Ксеня стояла подле меня у окна, любуясь горящим солнцем клёна, освещающим сумрачное, нахмуренное обещанием дождя небо.
– Ты издеваешься надо мной? Упоминаешь вскользь о новых для меня обитателях Морана так, словно знание о них само собой разумеется.
Ксеня повернулась ко мне, облокотившись на оконный переплёт. Осеннее золото сияло вокруг её силуэта иконным окладом.
– Вилга, - сказала она чуть хрипловато и положила свои ладони мне на грудь, - это недоля неприкаянная, поруха злая, невзгода злосчастная.
– Ладони её скользнули к моим плечам и сомкнулись прохладой вокруг шеи.
– Беда её тропа, несчастье её песня, страдание её жизнь. Устав от живой боли, она спит. А как пробудится, ходит по земле, радость человеческую сушит, свет небесный пьёт, да назад не отдаёт. А окшени её сопровождают, в страданьях утешают...
Мы целовались долго и осторожно, словно пробуя на вкус наше влечение. Я терялся в своих ощущениях, испытывая одновременно и желание и отстранённую безучастность. Было необычно, странно. Как-то не так.
Отстранившись, я долго рассматривал её потемневшие глаза, припухшие губы, заправил за ухо тёмную прядь...
Вдруг - внезапно и стремительно - на меня обрушилась мучительная, нестерпимая память о других глазах и губах, прикосновениях и запахе другой женщины. Воспоминание было оглушительным, словно взрыв, ярким, словно вспышка, мгновенным, словно выстрел. Оно ударило меня по лицу, толкнуло в грудь, щёлкнуло в голове электрическим разрядом и... отпустило.
– Извини, - оглушённый, я разжал объятия.
– Мора никогда тебя не отпустит, - сказала Ксеня дрогнувшим голосом и поспешно отвернулась.
* * *
Улица стражей благоухала арбузным мёдом. Над дворами курились прозрачные дымки, обозначая источники сводящего с ума аромата. Огород Бадариных был убран, огудина скатана в вилки. На её месте гудела и пощёлкивала маленькая жестяная печь, увенчанная широким медным тазом, содержимое которого сосредоточенно помешивал деревянной ложкой дед. У ног его громоздилась россыпь арбузов. С сочным хрустом разрубая их на облезлом садовом столике, хозяин выгребал истекающую сладким соком мякоть, а хозяйка тут же перетирала её через огромное самодельное сито.

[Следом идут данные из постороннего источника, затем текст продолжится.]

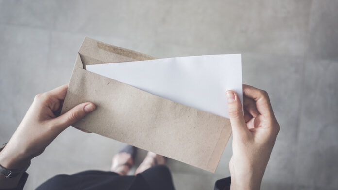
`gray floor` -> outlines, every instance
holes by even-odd
[[[158,58],[241,53],[245,83],[266,90],[281,126],[263,190],[338,189],[338,1],[0,0],[0,143],[35,94],[67,83],[84,37]],[[69,127],[34,158],[25,187],[107,170],[123,144]],[[138,157],[137,162],[142,160]],[[229,175],[169,160],[179,190]]]

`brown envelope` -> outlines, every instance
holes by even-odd
[[[86,37],[61,113],[92,102],[97,109],[73,126],[215,172],[231,133],[228,119],[85,70],[90,64],[153,59]]]

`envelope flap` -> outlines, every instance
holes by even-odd
[[[89,64],[148,60],[155,58],[86,37],[79,54],[83,68]]]

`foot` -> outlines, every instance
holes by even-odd
[[[135,175],[142,173],[151,167],[156,165],[164,165],[165,163],[166,159],[164,156],[152,152],[148,152],[143,161],[140,164],[137,169],[136,170]]]
[[[124,147],[113,157],[110,171],[120,175],[126,175],[134,164],[136,150],[136,147],[130,145]]]

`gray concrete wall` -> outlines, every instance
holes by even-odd
[[[158,58],[241,53],[243,82],[268,91],[281,126],[262,189],[337,189],[338,10],[336,0],[1,0],[0,143],[36,94],[68,82],[84,36]],[[231,140],[215,174],[169,160],[177,189],[228,176]],[[25,189],[108,170],[123,145],[69,127],[32,161]]]

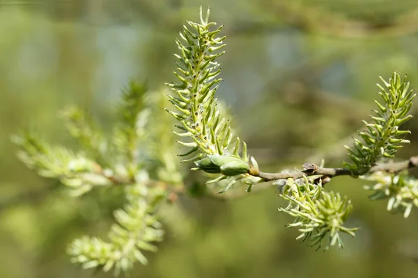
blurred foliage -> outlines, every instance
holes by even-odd
[[[218,93],[265,170],[341,161],[343,145],[374,108],[376,77],[396,70],[418,83],[412,0],[0,1],[0,277],[91,277],[70,263],[67,243],[104,235],[123,202],[118,188],[68,198],[17,161],[10,136],[29,126],[75,146],[56,117],[74,104],[111,132],[116,97],[130,78],[147,79],[151,88],[171,80],[178,26],[196,19],[201,4],[229,35]],[[406,126],[412,143],[398,158],[418,152],[418,122]],[[347,224],[362,227],[355,240],[343,238],[343,252],[300,245],[270,190],[233,202],[180,198],[164,208],[160,252],[132,276],[413,277],[418,265],[398,250],[409,246],[416,256],[405,242],[416,242],[418,214],[392,215],[386,202],[368,199],[364,183],[341,177],[327,185],[350,195]]]

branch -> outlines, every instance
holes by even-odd
[[[382,171],[390,173],[396,173],[404,170],[408,170],[418,166],[418,156],[411,156],[408,160],[401,162],[392,162],[380,164],[372,167],[369,173]],[[263,178],[265,181],[276,181],[278,179],[293,179],[302,178],[304,176],[323,176],[323,177],[332,178],[336,176],[350,176],[351,172],[346,168],[322,168],[315,164],[305,163],[302,165],[304,168],[302,171],[293,173],[265,173],[260,172],[258,177]]]

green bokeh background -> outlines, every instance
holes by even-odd
[[[0,277],[111,277],[80,270],[65,248],[82,234],[105,234],[120,190],[70,198],[16,158],[10,137],[30,127],[73,145],[57,113],[74,104],[110,129],[130,79],[153,89],[173,80],[174,38],[200,5],[226,25],[219,96],[266,172],[323,158],[338,166],[373,108],[379,75],[408,73],[418,88],[415,0],[0,1]],[[406,128],[412,142],[399,158],[418,154],[418,121]],[[418,277],[418,209],[408,220],[392,215],[362,184],[327,185],[350,197],[347,225],[362,229],[327,252],[284,229],[291,219],[272,190],[230,202],[182,197],[162,211],[159,252],[131,277]]]

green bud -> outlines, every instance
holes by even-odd
[[[206,172],[222,173],[225,176],[245,174],[249,170],[247,163],[231,156],[208,155],[195,163]]]

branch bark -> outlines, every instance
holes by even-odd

Подняв голову в ответ на моё приветствие, она равнодушно кивнула.
Бадарин ополоснул руки из бутыли с водой, молча повёл меня в хату.
Госпитальную палату устроили в маленькой светлой комнатке на первом этаже, - видимо, решили не таскать раненого по лестнице. Он лежал на подушках с закрытыми глазами, но стоило мне приблизиться, посмотрел ясным, совершенно не сонным взором. Лицо его, с печатью пережитой боли, в сумрачном свете, падающем из окна, казалось совсем белым. Кровать, возле которой возвышался штатив для капельницы, да стол у окна, заваленный лекарствами, источающими наводящий уныние больничный запах - вот и вся обстановка.